I know that $\csc(x)=\sqrt{2}$ is $\,\large\frac{\pi}{4}\,$ and $\,\large\frac{3 \pi}{4}\,$
So would I take $\cos$ of these two?
 A: In the given equation, $\cos (x)$ is a factor of $\,cxc(x) - \sqrt 2)$; the expression does not ask you to determine $\,cxc(x) - \sqrt 2)$ as the argument of the $\cos$ function. 
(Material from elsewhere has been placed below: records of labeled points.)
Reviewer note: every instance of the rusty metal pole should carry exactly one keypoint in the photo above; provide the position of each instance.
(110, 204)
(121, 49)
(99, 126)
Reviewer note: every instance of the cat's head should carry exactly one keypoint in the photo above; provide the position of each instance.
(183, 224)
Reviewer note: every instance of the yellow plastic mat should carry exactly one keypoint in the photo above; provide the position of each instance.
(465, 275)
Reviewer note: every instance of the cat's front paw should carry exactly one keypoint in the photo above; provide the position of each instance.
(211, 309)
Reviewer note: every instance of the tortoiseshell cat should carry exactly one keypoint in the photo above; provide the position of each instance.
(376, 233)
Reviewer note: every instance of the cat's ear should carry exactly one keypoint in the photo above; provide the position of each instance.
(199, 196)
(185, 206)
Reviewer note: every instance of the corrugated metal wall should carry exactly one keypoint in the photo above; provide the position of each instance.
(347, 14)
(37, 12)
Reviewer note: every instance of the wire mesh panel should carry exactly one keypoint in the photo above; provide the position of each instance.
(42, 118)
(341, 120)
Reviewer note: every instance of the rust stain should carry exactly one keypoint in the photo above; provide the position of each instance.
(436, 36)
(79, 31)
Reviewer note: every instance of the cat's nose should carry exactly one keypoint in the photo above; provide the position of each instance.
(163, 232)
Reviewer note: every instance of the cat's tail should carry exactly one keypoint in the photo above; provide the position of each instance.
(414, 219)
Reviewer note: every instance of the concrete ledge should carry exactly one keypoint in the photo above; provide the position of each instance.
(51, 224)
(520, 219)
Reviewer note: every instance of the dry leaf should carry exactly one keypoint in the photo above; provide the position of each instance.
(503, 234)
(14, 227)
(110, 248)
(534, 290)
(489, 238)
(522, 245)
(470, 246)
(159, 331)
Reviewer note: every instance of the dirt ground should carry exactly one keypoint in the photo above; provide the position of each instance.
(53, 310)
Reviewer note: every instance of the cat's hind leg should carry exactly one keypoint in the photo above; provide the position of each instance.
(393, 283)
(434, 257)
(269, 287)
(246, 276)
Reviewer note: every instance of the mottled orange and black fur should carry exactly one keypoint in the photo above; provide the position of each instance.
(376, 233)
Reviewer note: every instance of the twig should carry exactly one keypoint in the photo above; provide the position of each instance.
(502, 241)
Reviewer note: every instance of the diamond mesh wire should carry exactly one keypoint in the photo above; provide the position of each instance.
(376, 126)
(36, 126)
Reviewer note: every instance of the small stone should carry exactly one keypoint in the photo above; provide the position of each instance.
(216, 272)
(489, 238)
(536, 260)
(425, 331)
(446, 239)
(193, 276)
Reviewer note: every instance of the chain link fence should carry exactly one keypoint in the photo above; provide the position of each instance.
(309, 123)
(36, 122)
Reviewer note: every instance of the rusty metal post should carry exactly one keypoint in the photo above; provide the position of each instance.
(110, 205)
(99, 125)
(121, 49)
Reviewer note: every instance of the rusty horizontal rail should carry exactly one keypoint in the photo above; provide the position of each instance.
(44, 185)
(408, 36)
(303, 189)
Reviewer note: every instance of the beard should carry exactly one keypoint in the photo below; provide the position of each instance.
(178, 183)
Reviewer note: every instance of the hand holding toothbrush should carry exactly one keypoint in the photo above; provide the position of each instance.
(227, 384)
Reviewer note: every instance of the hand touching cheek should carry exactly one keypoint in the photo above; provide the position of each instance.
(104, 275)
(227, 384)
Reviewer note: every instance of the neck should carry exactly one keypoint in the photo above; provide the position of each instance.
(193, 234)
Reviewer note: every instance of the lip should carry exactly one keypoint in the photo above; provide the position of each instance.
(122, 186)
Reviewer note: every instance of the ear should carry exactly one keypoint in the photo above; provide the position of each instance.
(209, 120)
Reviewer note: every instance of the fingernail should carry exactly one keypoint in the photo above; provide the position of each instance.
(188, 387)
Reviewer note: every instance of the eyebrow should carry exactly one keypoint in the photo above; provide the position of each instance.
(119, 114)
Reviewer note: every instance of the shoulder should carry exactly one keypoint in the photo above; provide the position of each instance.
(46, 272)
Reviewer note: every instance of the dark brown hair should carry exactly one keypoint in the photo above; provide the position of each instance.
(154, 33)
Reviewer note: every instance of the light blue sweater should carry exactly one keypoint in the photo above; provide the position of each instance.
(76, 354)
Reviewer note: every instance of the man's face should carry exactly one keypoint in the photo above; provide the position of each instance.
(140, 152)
So we check when each factor equals $0$:
$$\cos(x)(\csc(x)-\sqrt{2})=0 \implies \cos x = 0\;\;\text{or}\;\;\csc x -\sqrt 2 = 0 \implies \csc x = \sqrt 2$$
Yes indeed, the solution to $\csc(x)=\sqrt{2}$ is $x = \dfrac{\pi}{4}$ and $x = \dfrac{3 \pi}{4}$
So you've found two of four solutions for $x \in [0, 2\pi)$.
Now you need to only to determine when $\bf \cos x = 0$.
A: So, either $\cos x=0\iff x=(2m+1)\frac\pi2$ where $m$ is any integer.
$0\le (2m+1)\frac\pi2< 2\pi\implies 0\le 2m+1<4\implies m=0,1$
or, $\csc x=\sqrt2\implies \sin x=\frac1{\sqrt2}=\sin \frac\pi4$
So in that case, $x=n\pi+(-1)^n \frac\pi4$ where $n$ is any integer.
If $n$ is even $=2r$(say) $x=2r\pi+\frac\pi4\implies 0\le 2r\pi+\frac\pi4<2\pi\implies r=0 $
If $n$ is odd $=2r+1$(say) $x=(2r+1)\pi-\frac\pi4\implies 0\le (2r+1)\pi-\frac\pi4<2\pi\implies r=0 $
A: Use the fact that $AB = 0 \implies A = 0 \text{ or } B = 0$.
You have already found when $\csc(x) = 0$, so $\frac{\pi}{4}$ and $\frac{3\pi}{4}$ are both solutions.  Now, when does $\cos(x) = 0$?  When else is $\csc(x) = \sqrt{2}$?